De toepassing van een segment testen testing-the-application-of-a-segment

Zodra het segment is bepaald, kunnen de potentiële resultaten met behulp van worden getest ContextHub.

  1. Een voorvertoning van een pagina weergeven
  2. Klik het pictogram ContextHub om de toolbar te openbaren ContextHub
  3. Selecteer een persoon die overeenkomt met het segment dat u hebt gemaakt
  4. ContextHub zal de toepasselijke segmenten voor de geselecteerde persoon oplossen

Bijvoorbeeld, is onze eenvoudige segmentdefinitie om gebruikers in Bazel te identificeren gebaseerd op de plaats van de gebruiker. Als u een specifieke persoon laadt die overeenkomt met die criteria, wordt getoond of het segment is opgelost:

Segment dat wordt omgezet

Of indien deze niet is opgelost:

Segment dat niet wordt opgelost

NOTE
Alle kenmerken worden onmiddellijk opgelost, maar de meeste wijzigingen worden alleen toegepast wanneer de pagina opnieuw wordt geladen.

Dergelijke tests kunnen ook worden uitgevoerd op inhoudspagina's en in combinatie met gerichte inhoud en verwante Activiteiten en Ervaringen.

Als u een activiteit en ervaring hebt ingesteld, kunt u uw segment gemakkelijk testen met de activiteit. Voor meer informatie over het instellen van een activiteit raadpleegt u de documentatie over het ontwerpen van gerichte inhoud.

  1. In de bewerkingsmodus van een pagina waarop u doelinhoud hebt ingesteld, ziet u dat de inhoud als doel is ingesteld via het pijlpictogram op de inhoud.
  2. De schakelaar aan voorproefwijze en het gebruiken van de contexthub, schakelaar aan een persoon die niet de segmentatie aanpast die voor de ervaring wordt gevormd.
  3. De schakelaar aan een persoon die de segmentatie aanpast die voor de ervaring wordt gevormd en ziet dat de ervaring dienovereenkomstig verandert.

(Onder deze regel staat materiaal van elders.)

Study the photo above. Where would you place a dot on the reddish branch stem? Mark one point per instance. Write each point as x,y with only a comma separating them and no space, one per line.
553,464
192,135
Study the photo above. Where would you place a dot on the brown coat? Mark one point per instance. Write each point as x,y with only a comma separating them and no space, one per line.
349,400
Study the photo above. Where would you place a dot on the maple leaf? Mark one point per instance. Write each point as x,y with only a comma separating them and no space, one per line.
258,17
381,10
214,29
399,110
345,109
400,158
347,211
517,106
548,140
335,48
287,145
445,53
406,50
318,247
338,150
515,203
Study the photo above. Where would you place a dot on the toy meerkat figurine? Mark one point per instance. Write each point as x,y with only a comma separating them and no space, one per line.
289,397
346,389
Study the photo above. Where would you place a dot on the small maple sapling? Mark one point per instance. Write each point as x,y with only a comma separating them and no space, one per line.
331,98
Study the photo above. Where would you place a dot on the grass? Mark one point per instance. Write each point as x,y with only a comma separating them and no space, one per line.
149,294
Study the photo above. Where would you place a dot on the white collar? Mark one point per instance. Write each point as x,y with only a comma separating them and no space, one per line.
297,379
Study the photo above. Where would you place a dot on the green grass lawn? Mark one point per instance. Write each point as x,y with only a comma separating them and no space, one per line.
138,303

Uw segment gebruiken using-your-segment

Segmenten worden gebruikt om de werkelijke inhoud te bepalen die door specifieke doelgroepen wordt gezien. Zie Soorten publiek beheren voor meer informatie over doelgroepen en segmenten en Doelinhoud ontwerpen over het gebruik van soorten publiek en segmenten om inhoud als doel in te stellen.